*Kei Masunaga1, Naoki Terada2, Francois Leblanc3, Shotaro Sakai2, Shoichiro Yokota4, Yuki Harada5, Takuya Hara6, Kanako Seki7, Atsushi Yamazaki1, Tomohiro Usui1
(1.Japan Aerospace Exploration Agency, 2.Department of Geophysics, Graduate School of Science, Tohoku University, 3.LATMOS, Sorbonne Universite, 4.Graduate School of Science, Osaka University, 5.Graduate School of Science, Kyoto University, Kyoto, Japan, 6.University of California Berkeley, 7.Department of Earth and Planetary Science, Graduate School of Science, University of Tokyo)

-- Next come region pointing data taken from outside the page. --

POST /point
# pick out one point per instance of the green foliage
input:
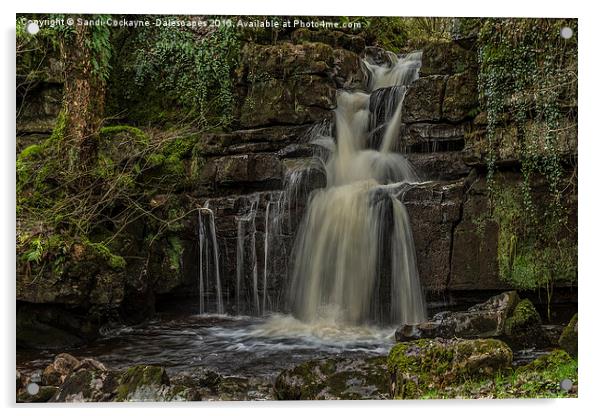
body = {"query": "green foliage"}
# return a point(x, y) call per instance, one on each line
point(192, 69)
point(528, 73)
point(399, 33)
point(528, 78)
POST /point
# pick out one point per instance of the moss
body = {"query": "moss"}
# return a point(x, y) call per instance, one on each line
point(418, 366)
point(568, 338)
point(113, 261)
point(139, 376)
point(110, 131)
point(524, 316)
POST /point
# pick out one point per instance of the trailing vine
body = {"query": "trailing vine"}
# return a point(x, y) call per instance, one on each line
point(527, 84)
point(194, 68)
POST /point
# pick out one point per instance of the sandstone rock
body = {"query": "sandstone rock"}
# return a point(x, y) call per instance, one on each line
point(485, 320)
point(446, 58)
point(569, 337)
point(44, 394)
point(88, 385)
point(419, 366)
point(523, 327)
point(461, 98)
point(440, 166)
point(248, 168)
point(142, 383)
point(333, 38)
point(423, 99)
point(61, 368)
point(434, 209)
point(432, 137)
point(299, 100)
point(334, 378)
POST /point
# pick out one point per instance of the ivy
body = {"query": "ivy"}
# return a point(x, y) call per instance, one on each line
point(527, 85)
point(194, 69)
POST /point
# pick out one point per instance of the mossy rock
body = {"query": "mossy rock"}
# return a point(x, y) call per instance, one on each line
point(140, 377)
point(417, 367)
point(43, 395)
point(523, 327)
point(334, 378)
point(568, 338)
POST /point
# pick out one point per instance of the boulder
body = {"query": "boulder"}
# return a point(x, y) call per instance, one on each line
point(484, 320)
point(523, 328)
point(423, 99)
point(61, 368)
point(434, 209)
point(446, 58)
point(142, 383)
point(568, 338)
point(334, 378)
point(418, 367)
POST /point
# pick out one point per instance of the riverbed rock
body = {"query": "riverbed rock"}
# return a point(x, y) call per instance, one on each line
point(334, 378)
point(417, 367)
point(423, 99)
point(523, 327)
point(142, 383)
point(44, 394)
point(484, 320)
point(569, 336)
point(61, 368)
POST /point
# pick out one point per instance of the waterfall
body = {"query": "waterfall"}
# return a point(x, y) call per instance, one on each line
point(206, 237)
point(354, 256)
point(201, 283)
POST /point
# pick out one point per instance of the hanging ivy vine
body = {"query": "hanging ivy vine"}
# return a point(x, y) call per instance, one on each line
point(527, 84)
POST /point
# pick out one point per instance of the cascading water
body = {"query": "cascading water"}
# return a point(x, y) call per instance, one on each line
point(207, 235)
point(354, 258)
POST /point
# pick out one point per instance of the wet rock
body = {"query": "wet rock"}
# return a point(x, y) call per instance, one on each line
point(423, 99)
point(446, 58)
point(432, 137)
point(434, 209)
point(248, 168)
point(142, 383)
point(91, 383)
point(43, 395)
point(334, 378)
point(299, 100)
point(417, 367)
point(523, 327)
point(441, 166)
point(461, 98)
point(568, 338)
point(333, 38)
point(61, 368)
point(484, 320)
point(273, 138)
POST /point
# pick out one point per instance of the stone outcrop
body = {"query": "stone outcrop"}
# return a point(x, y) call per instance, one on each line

Keywords:Mars, pickup ions, exosphere, MAVEN, MMX
Ion pickup by the solar wind is ubiquitous in space plasma, generating pickup ions. Because pickup ions are originally produced by ionization of the exospheric neutral atmosphere, their measurements contain information on the exospheric neutral abundance. Here we establish a method to retrieve exospheric number densities, by analyzing ion velocity distribution functions of pickup ions measured by the Mars Atmosphere and Volatile EvolutioN spacecraft. We retrieved exospheric oxygen density distribution between altitudes of ~1,000 km and 10,000 km around Mars. The consistency between the retrieved oxygen density distribution the modeled density distribution of the Exospheric General Model suggests that the oxygen atoms are mainly produced by dissociative recombination of O2+ in the Martian ionosphere. This method may be applied to other space missions to study the upper atmosphere of planets, moons, and small bodies in the solar system, where pickup ions exist. In this presentation, we discuss the application of this method to our future observations of the Mass Spectrum Analyzer on the Martian Moons eXploration spacecraft.